Scottx611x/indexing updates #1716

scottx611x · 2017-05-04T16:22:12Z

Change description to an EdgeNgramField for better Dataset Description search by tokenizing on whitespace
Fix 'module' object has no attribute 'search_indexes' error to allow DataSet indexing to work again
Add description to solr query fields
Addresses: Revise indexing of data sets in Refinery #1702
Addresses: Search discrepancy: cdx vs. cdx2 #1703

Once merged a ./manage.py rebuild_index --using=core --batch-size=25 will need to be run

codecov-io · 2017-05-04T16:38:20Z

Codecov Report

Merging #1716 into develop will increase coverage by 2.38%.
The diff coverage is 27.27%.

@@             Coverage Diff             @@
##           develop    #1716      +/-   ##
===========================================
+ Coverage     38.8%   41.19%   +2.38%     
===========================================
  Files          365      367       +2     
  Lines        24837    26096    +1259     
  Branches      1251     1263      +12     
===========================================
+ Hits          9638    10749    +1111     
- Misses       15199    15347     +148

Impacted Files	Coverage Δ
...inery/ui/source/js/commons/data-sets/search-api.js	`85.71% <ø> (ø)`	⬆️
refinery/core/search_indexes.py	`43.26% <20%> (ø)`	⬆️
refinery/core/utils.py	`35% <33.33%> (+0.46%)`	⬆️
...i/source/js/tool-launch/ctrls/tool-display-ctrl.js	`100% <0%> (ø)`	⬆️
refinery/selenium_testing/tests.py	`100% <0%> (ø)`	⬆️
refinery/data_set_manager/tests.py	`100% <0%> (ø)`	⬆️
refinery/tool_manager/urls.py	`100% <0%> (ø)`	⬆️
refinery/ui/source/js/commons/services/tools.js	`100% <0%> (ø)`
...rce/js/tool-launch/services/tool-launch-service.js	`93.33% <0%> (ø)`
refinery/core/api.py	`50.75% <0%> (+0.12%)`	⬆️
... and 7 more

Continue to review full report at Codecov.

Legend - Click here to learn more
Δ = absolute <relative> (impact), ø = not affected, ? = missing data
Powered by Codecov. Last update 45f7ca6...39b8a71. Read the comment docs.

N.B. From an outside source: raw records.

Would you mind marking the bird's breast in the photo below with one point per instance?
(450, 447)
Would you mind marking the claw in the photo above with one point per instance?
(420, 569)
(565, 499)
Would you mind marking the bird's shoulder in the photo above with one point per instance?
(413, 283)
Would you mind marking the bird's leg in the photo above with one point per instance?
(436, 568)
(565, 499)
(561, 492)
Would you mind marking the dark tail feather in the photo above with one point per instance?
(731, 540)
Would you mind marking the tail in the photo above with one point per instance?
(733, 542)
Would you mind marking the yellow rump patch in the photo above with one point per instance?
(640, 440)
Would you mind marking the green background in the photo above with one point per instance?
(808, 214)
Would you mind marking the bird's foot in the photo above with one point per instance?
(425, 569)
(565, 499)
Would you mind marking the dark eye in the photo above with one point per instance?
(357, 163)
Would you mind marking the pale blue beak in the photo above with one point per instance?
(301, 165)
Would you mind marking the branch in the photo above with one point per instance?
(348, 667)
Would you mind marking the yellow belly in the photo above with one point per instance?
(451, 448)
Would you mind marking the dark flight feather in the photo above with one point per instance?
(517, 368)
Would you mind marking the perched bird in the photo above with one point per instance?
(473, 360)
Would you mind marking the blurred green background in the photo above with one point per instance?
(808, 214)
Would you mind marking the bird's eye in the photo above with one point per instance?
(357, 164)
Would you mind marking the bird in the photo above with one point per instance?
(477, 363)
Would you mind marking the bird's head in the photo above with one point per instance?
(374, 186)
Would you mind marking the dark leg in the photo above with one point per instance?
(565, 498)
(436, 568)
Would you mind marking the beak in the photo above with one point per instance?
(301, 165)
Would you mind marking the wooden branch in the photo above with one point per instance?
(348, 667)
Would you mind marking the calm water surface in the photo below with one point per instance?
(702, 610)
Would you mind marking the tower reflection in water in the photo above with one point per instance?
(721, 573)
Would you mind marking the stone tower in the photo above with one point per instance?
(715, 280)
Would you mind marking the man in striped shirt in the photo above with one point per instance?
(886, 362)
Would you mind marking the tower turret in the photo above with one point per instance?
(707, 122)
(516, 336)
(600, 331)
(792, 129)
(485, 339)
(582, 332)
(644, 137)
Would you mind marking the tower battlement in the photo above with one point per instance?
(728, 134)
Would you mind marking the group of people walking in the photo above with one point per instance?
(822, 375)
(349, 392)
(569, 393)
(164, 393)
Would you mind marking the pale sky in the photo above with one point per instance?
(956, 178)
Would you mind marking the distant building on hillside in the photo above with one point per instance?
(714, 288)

hackdna · 2017-05-04T16:38:40Z

refinery/core/utils.py

@@ -21,6 +21,9 @@
 import core
 import data_set_manager

+from core.search_indexes import DataSetIndex


Use explicit relative imports

@hackdna I would love to, but neither core nor data_set_manager have a reference to search_indexes

hackdna · 2017-05-04T16:39:24Z

refinery/core/utils.py

@@ -21,6 +21,9 @@
 import core
 import data_set_manager

+from core.search_indexes import DataSetIndex
+from data_set_manager.search_indexes import NodeIndex


data_set_manager is already imported above

@hackdna For example we were referencing the indexes beforelike so, but things were broken:

(refinery-platform)vagrant@refinery:/vagrant/refinery$ python Python 2.7.6 (default, Oct 26 2016, 20:30:19) [GCC 4.8.4] on linux2 Type "help", "copyright", "credits" or "license" for more information. >>> import core >>> core.search_indexes.DataSetindex Traceback (most recent call last): File "<stdin>", line 1, in <module> AttributeError: 'module' object has no attribute 'search_indexes' >>> import data_set_manager >>> data_set_manager.search_indexes.NodeIndex Traceback (most recent call last): File "<stdin>", line 1, in <module> AttributeError: 'module' object has no attribute 'search_indexes'

core.utils is also the file that introduces a nifty spiderweb of imports.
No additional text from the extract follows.